Centrale Raad van Beroep
In deze zaak heeft de Centrale Raad van Beroep op 10 maart 2017 uitspraak gedaan in hoger beroep tegen een beslissing van de rechtbank Zeeland-West-Brabant. De appellant, geboren in 1955, had bezwaar gemaakt tegen een pensioenoverzicht dat hem door de Sociale verzekeringsbank (Svb) was toegestuurd. Dit overzicht vermeldde zijn toekomstige AOW-leeftijd, maar de Svb verklaarde het bezwaar niet-ontvankelijk, omdat de vermelding niet gericht was op rechtsgevolg. De appellant betoogde dat de wijziging van de AOW-leeftijd, ingevoerd door artikel 7a van de AOW, een ongerechtvaardigde inbreuk op zijn eigendomsrecht vormde, zoals bedoeld in artikel 1 van het Eerste Protocol bij het EVRM. De rechtbank had het beroep van de appellant ongegrond verklaard, waarop hij in hoger beroep ging.
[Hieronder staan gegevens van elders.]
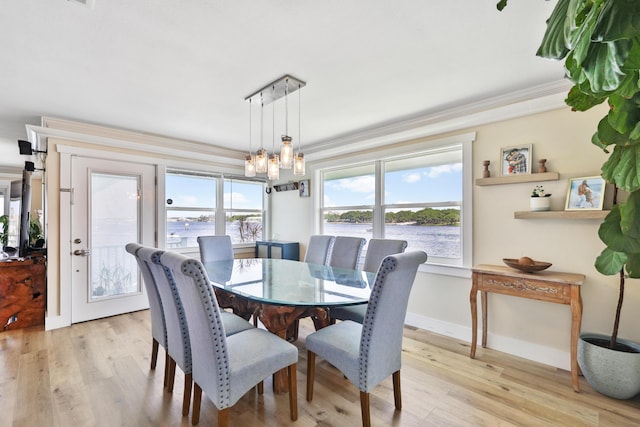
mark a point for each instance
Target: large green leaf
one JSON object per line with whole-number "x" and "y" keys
{"x": 610, "y": 262}
{"x": 580, "y": 101}
{"x": 603, "y": 65}
{"x": 623, "y": 167}
{"x": 624, "y": 114}
{"x": 554, "y": 44}
{"x": 619, "y": 19}
{"x": 630, "y": 216}
{"x": 610, "y": 232}
{"x": 608, "y": 135}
De Centrale Raad van Beroep oordeelde dat de vermelding van de AOW-leeftijd in het pensioenoverzicht inderdaad een informatieve mededeling was en geen besluit waartegen in rechte kon worden opgekomen. De Raad bevestigde dat de invoering van artikel 7a van de AOW niet in strijd was met het EVRM en dat de appellant niet kon aantonen dat hij een onevenredig zware last zou ondervinden door de verhoging van de AOW-leeftijd. De Raad benadrukte dat de gevolgen van de wetswijziging pas beoordeeld konden worden op het moment van de toekenning van het AOW-pensioen. De uitspraak van de rechtbank werd bevestigd en de Svb werd veroordeeld in de proceskosten van de appellant tot een bedrag van € 990,-.